Only the last two stanzas of Mutability are present in Frankenstein but the poem as a whole conveys that human life is fragile and insignificant.  In the first stanza, humans are compared to “clouds that veil the midnight moon…yet soon night closes round, and they are lost forever” (P. Shelley).  Like the night clouds whose existence is fleeting, the lives of Frankenstein’s brother William, and his friend Justine are also short-lived and therefore the two can be easily related.  Human existence, like a cloud, is fleeting and forever changing, and what is present today may not be present tomorrow.  In the second stanza human life is compared to a musical instrument “whose fragile frame no second motion brings one mood or modulation like the last” (P. Shelley). The instruments production of a random sound instead of an intended one is analogous to the volatility of human life; as humans we do not have the ability to make things happen the way that we wish. This concept relates to Victor’s making of the Creature.  While Victor is in the process of making the Creature, he does not think much about the outcome; he only considers proving his scientific ability.  One can only assume, however, that he was not intending to make a being that would murder his family.     

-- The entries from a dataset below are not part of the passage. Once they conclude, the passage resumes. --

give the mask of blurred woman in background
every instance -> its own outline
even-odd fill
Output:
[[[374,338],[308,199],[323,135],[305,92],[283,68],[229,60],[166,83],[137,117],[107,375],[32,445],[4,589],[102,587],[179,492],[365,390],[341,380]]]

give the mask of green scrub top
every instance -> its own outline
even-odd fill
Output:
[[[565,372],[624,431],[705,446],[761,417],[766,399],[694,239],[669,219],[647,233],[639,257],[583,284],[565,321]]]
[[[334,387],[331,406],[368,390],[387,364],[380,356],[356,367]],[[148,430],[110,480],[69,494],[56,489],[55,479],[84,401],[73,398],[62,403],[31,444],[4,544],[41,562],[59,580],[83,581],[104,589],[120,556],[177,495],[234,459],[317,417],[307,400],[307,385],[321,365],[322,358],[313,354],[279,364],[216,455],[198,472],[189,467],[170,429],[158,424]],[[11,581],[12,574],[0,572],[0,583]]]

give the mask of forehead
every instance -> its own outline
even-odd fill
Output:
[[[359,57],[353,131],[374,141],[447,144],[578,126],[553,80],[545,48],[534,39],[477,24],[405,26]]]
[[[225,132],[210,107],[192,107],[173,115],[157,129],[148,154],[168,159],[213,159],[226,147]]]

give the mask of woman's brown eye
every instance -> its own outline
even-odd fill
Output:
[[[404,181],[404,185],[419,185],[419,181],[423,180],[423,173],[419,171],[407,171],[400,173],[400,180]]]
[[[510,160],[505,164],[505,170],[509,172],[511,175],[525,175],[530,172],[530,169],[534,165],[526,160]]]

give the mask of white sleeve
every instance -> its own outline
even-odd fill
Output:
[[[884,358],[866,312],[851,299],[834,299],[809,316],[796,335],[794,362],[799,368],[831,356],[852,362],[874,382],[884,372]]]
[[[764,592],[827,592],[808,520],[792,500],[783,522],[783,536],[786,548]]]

The poems and quotes that are strategically placed throughout the chapters of Frankenstein are easily passed over; however doing so can jeopardize finding the true meaning of this complex novel.  Without having read the poem Mutability for example one may miss Mary Shelley’s message that human life is fragile and insignificant in comparison to the rest of the world.  Many may believe that Mary Shelley only included this poem to advertise one of her husband’s less well known works; I believe though that this poem the hidden element that brings the novel’s message to the surface.

I pledge my honor that I have completed this work in accordance with the Honor Code.

The drafting/editing process of this paper was something that was difficult for me.  I had a harder time than normal getting my thoughts from my head onto my paper and I feel that this was due to the complexity of both the poem I chose and the novel itself.